Hoy siguen, una y otra vez, produciéndose y reproduciéndose prácticas restrictivas y simulacros de debate que dan la ilusión de debates abiertos pero sinserlo en realidad. Y hay que convencerse (los que estén dispuestos a ello, sin duda) que "basta con poco para desencadenar la persecución activa" (pág. 91).

Las doctrinas creacionistas (puede verse claramente en el ejemplo que reproduzco al final de la primera entrega de esta trilogía y en todo el blog de referencia), "... en su totalidad, sólo vale(n) para derrotar al adversario" (pág. 110) en todo el sentido que Mill da a esta sentencia, pero muchos de los que se han estado oponiendo a ellas en estos tiempos (dando así más sentido al cómodo atrincheramiento del contrario) adolecen de igual falta de substancialidad, de igual valor meramente belingerante. Y esto no es casual. Ir más allá, hoy, cuando la Edad Media quedó tan lejos (ya, calma, sé que no significa seguridad racionalista), el problema es un poco otro. Ahora se trata, como ya he sostenido antes, de una lucha ideocrática; se trata, más explícitamente, y sé que me repito, de luchas entre burócratas modernos con banderas desconcertantes. Y del mismo modo que Marx no fue capaz de ver (no quiso ni podía so pena de suicidio) su propio "ser social determinante de su conciencia" (por parafrasearlo con ironía), los actuales aprendices de burócratas académicos no pueden ver ni sienten que tienen un corazoncito similar al de sus enemigos. Es, obviamente, lo que pasa en el terreno político. ¡Claro, con matices; pero esto es y será siempre una cuestión de ambiente, de circunstancias, del grado de potencia alcanzado por los nutrientes del caldo de cultivo.

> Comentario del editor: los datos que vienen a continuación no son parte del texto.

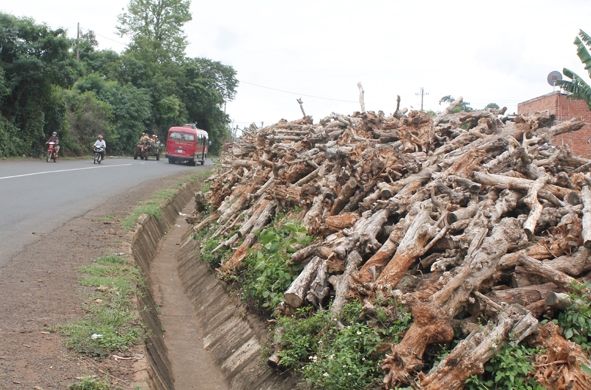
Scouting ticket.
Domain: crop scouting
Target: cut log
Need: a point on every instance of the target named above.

En todo caso, si alguien es capaz de responder a la pregunta de qué podrá venir después del colapso de tanta incertidumbre, que me lo haga saber urgentemente, tal vez me sume ya mismo a las acciones que se deriven de pertenecer a su grupo. O reconozca que esa no pueda ser mi divisa, que mis genes la rechazan.

Mientras tanto, en el día a día, sigamos jugando nuestros roles y dejemos que la Historia (la suma de las fuerzas en juego) dirima el resultado. Mientras tanto, me tomo el derecho de insistirle, con John Stuart Mill, a quien sea que pudiera ser capaz de escucharme, rebatirme y contribuir abiertamente con este debate, que "no basta con que oiga los argumentos de sus adversarios por boca de sus (propios) maestros" (pág. 101).